Boat in the River, the Remix from Dan Meyer on Vimeo.

It’s the same footage. But the original was California-grade-six rates and the remix is California-grade-eight systems. What?

I'm Dan and this is my blog. I'm a former high school math teacher and current head of teaching at Desmos. He / him. More here.


  1. I see what you did there! (I think.)

    Pause at 00:39. You’ve obscured the base walking rate by the escalator rate. So now the “simple” problem from before has become a more difficult “back out the escalator rate” problem. It also helps to remove the music beat since the stepping rate (difference) is less obvious.

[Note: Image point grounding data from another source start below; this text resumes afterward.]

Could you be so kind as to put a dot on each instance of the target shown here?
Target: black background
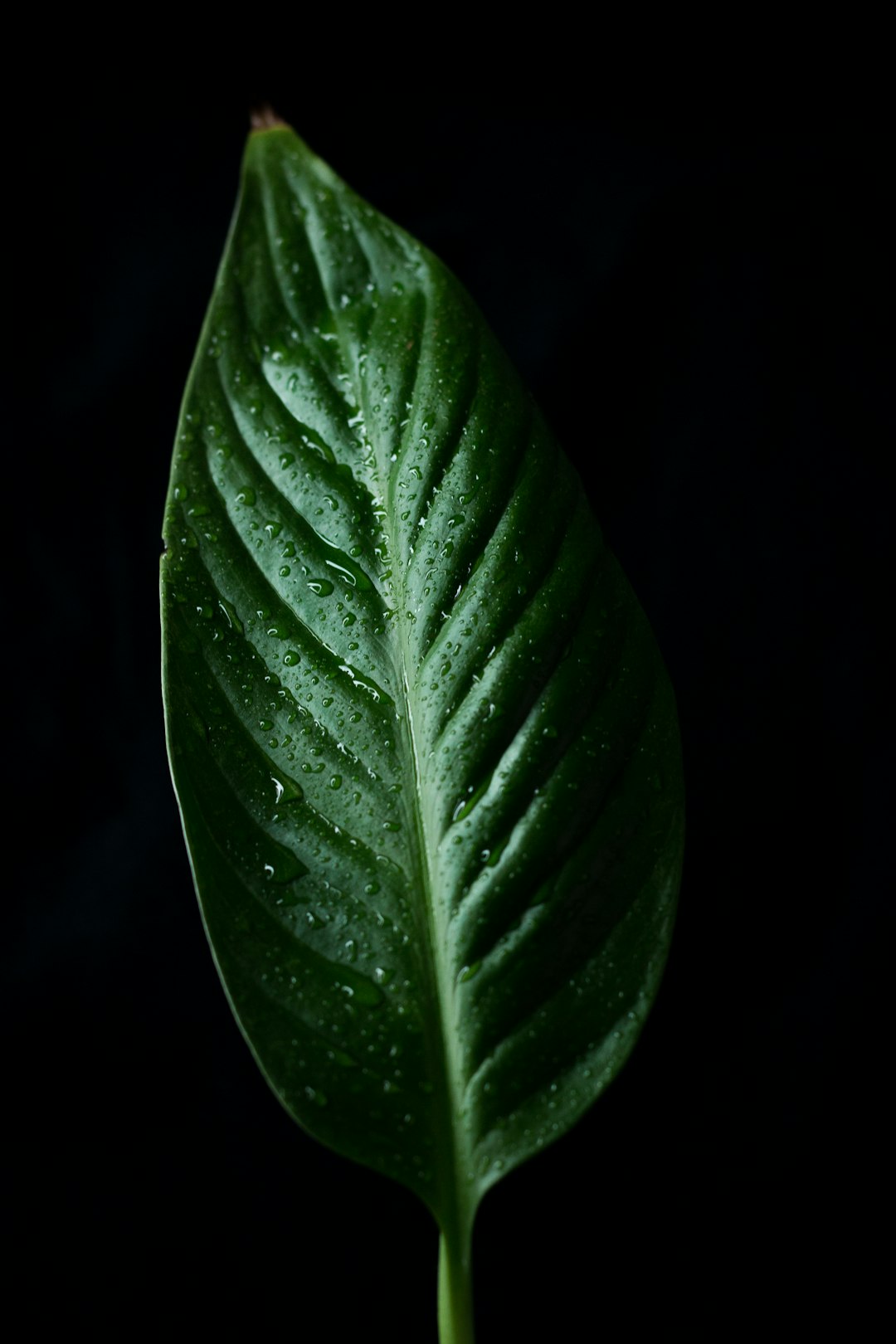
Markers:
(704, 312)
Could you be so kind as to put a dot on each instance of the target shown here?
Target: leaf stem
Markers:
(455, 1292)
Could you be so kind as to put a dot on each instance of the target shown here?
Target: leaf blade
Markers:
(403, 753)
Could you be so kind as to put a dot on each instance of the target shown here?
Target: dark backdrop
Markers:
(704, 311)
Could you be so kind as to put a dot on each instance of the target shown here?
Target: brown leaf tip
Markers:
(265, 119)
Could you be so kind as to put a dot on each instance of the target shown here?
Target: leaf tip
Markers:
(265, 119)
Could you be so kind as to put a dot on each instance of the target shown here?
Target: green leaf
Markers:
(425, 749)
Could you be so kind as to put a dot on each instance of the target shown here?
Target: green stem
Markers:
(455, 1293)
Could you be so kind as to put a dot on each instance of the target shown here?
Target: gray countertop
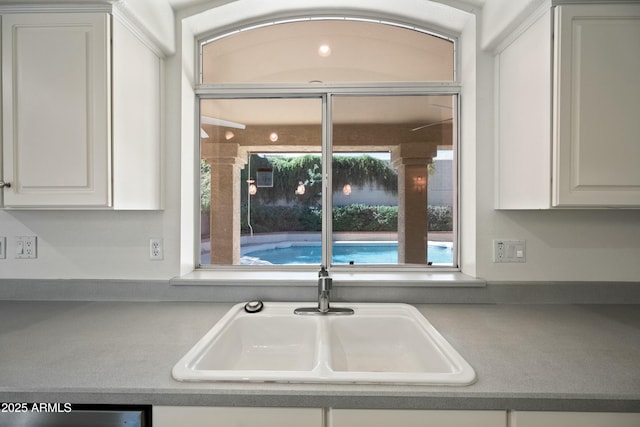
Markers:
(526, 357)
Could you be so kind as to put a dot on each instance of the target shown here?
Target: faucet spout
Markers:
(325, 283)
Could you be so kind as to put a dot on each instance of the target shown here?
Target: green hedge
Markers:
(357, 217)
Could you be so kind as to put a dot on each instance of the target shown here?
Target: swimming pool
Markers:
(346, 253)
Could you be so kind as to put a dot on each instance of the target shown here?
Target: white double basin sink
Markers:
(379, 343)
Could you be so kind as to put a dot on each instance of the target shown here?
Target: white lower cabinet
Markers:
(573, 419)
(415, 418)
(200, 416)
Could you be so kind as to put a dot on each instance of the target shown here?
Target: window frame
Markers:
(326, 92)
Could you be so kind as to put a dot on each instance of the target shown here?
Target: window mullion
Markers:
(327, 197)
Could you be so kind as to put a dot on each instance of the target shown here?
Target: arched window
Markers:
(328, 141)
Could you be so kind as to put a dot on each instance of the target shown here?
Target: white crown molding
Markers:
(68, 7)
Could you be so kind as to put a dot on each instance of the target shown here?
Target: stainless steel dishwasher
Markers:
(67, 415)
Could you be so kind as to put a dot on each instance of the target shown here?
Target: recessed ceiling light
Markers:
(324, 50)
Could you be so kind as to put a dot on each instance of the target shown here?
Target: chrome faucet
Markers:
(325, 283)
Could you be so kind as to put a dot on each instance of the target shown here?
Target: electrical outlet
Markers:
(509, 251)
(156, 251)
(26, 247)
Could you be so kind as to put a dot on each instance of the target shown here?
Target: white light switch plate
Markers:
(26, 247)
(509, 251)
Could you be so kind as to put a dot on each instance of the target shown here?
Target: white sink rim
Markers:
(324, 368)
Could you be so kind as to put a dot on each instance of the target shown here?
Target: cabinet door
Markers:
(415, 418)
(523, 100)
(56, 124)
(597, 96)
(192, 416)
(573, 419)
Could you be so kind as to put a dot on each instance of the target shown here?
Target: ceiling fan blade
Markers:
(431, 124)
(206, 120)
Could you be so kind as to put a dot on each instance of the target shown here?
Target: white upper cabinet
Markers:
(596, 134)
(568, 128)
(80, 120)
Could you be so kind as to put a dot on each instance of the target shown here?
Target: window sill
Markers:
(297, 278)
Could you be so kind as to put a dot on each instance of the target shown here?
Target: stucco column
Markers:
(411, 161)
(226, 161)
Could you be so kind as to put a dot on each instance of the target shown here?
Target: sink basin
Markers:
(380, 343)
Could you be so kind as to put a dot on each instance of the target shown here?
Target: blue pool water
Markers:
(364, 253)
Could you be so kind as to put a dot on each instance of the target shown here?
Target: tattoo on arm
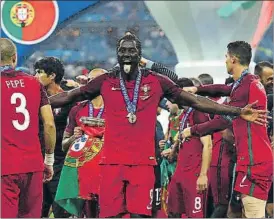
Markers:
(68, 139)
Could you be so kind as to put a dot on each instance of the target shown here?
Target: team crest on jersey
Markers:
(22, 14)
(260, 86)
(24, 21)
(57, 111)
(83, 150)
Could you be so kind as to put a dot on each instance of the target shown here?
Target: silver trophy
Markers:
(93, 122)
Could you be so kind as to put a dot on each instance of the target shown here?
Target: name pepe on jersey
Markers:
(15, 83)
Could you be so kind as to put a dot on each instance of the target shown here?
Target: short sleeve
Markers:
(93, 88)
(44, 97)
(72, 120)
(257, 93)
(200, 117)
(171, 90)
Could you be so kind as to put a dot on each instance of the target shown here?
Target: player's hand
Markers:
(82, 79)
(186, 133)
(72, 83)
(201, 183)
(48, 173)
(252, 115)
(162, 144)
(143, 62)
(166, 152)
(192, 90)
(172, 154)
(77, 132)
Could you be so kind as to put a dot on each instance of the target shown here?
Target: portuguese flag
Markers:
(29, 21)
(80, 176)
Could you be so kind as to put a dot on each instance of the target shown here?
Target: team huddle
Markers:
(96, 149)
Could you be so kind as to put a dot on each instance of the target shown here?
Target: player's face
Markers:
(128, 56)
(44, 79)
(173, 108)
(267, 79)
(95, 73)
(228, 63)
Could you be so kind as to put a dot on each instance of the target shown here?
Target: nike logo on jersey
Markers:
(115, 88)
(241, 183)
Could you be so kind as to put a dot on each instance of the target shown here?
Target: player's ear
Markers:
(52, 76)
(14, 59)
(233, 59)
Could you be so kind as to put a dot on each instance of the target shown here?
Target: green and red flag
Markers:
(29, 22)
(80, 176)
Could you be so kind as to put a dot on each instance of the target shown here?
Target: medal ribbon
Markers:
(90, 109)
(183, 121)
(237, 83)
(131, 105)
(5, 68)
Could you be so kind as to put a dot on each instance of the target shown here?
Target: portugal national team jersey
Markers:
(251, 140)
(126, 143)
(21, 98)
(190, 155)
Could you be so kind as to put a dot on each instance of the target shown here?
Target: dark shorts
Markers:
(22, 195)
(50, 189)
(183, 197)
(156, 203)
(219, 182)
(126, 189)
(270, 195)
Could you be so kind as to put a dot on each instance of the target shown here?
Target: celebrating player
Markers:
(22, 98)
(131, 97)
(254, 156)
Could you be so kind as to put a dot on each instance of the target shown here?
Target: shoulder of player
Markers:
(81, 104)
(254, 81)
(197, 115)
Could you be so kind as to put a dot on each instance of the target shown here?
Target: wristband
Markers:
(49, 159)
(149, 64)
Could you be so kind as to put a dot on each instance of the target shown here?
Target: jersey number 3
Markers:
(20, 109)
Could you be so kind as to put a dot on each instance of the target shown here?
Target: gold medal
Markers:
(132, 118)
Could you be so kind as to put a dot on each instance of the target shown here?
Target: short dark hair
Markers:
(229, 80)
(196, 82)
(206, 78)
(130, 37)
(51, 65)
(242, 50)
(184, 82)
(259, 67)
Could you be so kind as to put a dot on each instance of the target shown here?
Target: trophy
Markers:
(93, 122)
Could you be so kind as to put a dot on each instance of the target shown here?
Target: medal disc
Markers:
(132, 118)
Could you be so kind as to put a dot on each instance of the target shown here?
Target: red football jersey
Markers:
(22, 97)
(251, 140)
(190, 154)
(125, 143)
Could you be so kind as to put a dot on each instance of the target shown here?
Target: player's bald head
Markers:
(96, 72)
(8, 51)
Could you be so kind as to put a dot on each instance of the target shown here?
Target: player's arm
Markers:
(159, 68)
(87, 92)
(68, 136)
(49, 134)
(67, 141)
(213, 90)
(49, 128)
(202, 104)
(202, 181)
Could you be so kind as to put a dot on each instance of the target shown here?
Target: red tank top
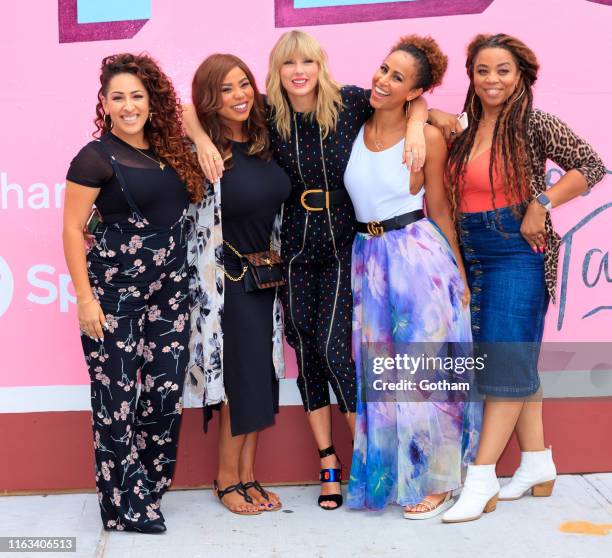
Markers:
(476, 189)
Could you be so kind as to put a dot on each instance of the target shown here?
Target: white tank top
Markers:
(379, 183)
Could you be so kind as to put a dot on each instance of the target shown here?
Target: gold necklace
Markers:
(162, 166)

    Certainly a perplexing problem. :)

  2. I don’t want to be a Debbie Downer, but I can still solve this one without systems. The physical mechanics of the set-up blow your cover.

    For 10 seconds, I counted the number of taps I heard as you went up the down escalator, because each tap meant you placed your foot on the next step. You took 26 steps. Then I paused the video when you were at the bottom of the stairs and counted the number of stairs to the top as best I could. I counted 35 steps.

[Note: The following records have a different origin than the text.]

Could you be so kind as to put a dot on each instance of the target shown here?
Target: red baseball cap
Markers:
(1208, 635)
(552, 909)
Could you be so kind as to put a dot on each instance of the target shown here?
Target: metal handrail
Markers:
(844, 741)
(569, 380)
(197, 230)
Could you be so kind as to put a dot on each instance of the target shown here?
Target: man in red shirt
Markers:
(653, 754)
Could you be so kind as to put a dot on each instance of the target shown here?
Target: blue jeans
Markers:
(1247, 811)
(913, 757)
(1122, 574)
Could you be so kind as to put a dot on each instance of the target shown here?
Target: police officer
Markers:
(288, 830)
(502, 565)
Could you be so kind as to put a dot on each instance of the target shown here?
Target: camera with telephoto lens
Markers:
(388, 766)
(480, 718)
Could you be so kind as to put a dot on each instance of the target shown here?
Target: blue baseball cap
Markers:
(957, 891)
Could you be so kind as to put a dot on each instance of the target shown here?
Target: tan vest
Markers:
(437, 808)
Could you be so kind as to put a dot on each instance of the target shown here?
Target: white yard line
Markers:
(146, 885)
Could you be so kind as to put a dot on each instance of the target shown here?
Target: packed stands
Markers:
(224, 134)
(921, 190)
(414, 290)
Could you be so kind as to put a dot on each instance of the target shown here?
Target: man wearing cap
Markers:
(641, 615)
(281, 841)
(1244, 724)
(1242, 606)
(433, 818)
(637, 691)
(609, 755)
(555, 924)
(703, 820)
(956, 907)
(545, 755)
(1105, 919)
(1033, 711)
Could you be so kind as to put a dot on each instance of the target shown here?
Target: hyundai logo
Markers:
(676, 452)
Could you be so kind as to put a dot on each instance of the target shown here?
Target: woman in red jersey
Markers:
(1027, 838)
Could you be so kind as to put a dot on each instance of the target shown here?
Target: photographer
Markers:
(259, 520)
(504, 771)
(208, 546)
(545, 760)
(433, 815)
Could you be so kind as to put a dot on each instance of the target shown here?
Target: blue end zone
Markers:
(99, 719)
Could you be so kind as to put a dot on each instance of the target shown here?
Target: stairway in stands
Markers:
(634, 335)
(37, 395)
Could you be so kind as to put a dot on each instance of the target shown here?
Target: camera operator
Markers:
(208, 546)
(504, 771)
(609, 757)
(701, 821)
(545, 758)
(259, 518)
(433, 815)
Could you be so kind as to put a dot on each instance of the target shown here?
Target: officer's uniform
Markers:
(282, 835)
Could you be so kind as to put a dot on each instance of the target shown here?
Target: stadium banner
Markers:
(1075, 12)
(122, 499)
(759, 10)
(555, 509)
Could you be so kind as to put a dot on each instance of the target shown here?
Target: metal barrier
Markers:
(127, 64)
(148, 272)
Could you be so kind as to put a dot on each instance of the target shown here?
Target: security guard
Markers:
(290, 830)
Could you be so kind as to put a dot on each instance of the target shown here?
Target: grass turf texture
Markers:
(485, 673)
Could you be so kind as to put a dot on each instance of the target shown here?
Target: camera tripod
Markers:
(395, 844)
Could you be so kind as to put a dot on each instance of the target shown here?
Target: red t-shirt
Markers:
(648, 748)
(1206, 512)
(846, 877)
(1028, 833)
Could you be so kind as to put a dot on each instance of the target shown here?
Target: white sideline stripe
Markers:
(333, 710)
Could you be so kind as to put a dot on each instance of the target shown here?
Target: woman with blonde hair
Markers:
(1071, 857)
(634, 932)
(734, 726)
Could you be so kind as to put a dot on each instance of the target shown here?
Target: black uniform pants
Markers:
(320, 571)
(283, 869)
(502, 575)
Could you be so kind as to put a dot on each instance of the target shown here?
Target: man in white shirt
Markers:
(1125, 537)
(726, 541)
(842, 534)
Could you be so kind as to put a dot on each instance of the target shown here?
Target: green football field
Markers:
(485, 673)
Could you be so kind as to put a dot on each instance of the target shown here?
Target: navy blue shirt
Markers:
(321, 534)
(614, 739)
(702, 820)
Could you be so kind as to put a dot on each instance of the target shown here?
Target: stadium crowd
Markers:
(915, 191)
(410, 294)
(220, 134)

    10 sec / 26 steps * 35 steps = 13.5 seconds to climb the stairs. (Pretty close!)

    The simplest solution is the best solution.

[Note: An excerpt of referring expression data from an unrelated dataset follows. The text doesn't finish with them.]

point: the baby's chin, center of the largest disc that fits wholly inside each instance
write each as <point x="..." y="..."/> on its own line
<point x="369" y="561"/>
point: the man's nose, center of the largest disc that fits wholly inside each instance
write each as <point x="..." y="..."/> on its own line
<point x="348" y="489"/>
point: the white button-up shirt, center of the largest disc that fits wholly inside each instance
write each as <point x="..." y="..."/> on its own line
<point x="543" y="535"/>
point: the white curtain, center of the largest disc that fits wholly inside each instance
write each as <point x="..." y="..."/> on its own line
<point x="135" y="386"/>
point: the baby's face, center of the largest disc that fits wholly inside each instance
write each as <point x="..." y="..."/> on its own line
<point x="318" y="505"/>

    Even with the sound off, I could still watch your feet and count you taking steps. Perhaps using a moving sidewalk would be better at forcing the kids to use systems? And maybe replacing you with a battery operated toy that moves at constant speed? It would remove “cheats” like step counting. But toys aren’t as engaging as people.


  3. Frank, do you still then have to use systems to find the speed of the elevator itself?

    Maybe I’ve been out of eight-grade math for too long (I’m not a math teacher), or am making the problem more difficult than it really is, but I have to admit, this is a really challenging problem for me!

  4. Rob: If I am interpreting Dan correctly, the gut question is “How long will it take Dan to walk up the stairs?” I was able to solve this without knowing any distances or speeds because Dan moves up/down the same number of steps every second (though, b/c some stairs are moving, he doesn’t move up/down the same number of meters every second). All I have to do is watch/listen to his footsteps, count them and time them. It doesn’t matter which escalator b/c his step rate is the same (in time to his music, right?).

    If you wanted the speed of the escalator, you just need a distance traveled and time interval for one 1 stair. No systems necessary.

    I hope this makes sense.

    And Dan, am I interpreting the purpose of this video correctly?

  5. Frank: And Dan, am I interpreting the purpose of this video correctly?

    Proof is in the pudding, Frank, and you nailed the time it took me to walk up the stairs. Your idea to use a moving sidewalk to conceal the footsteps is sharp. Logistically challenging, also, which makes it all the more fun.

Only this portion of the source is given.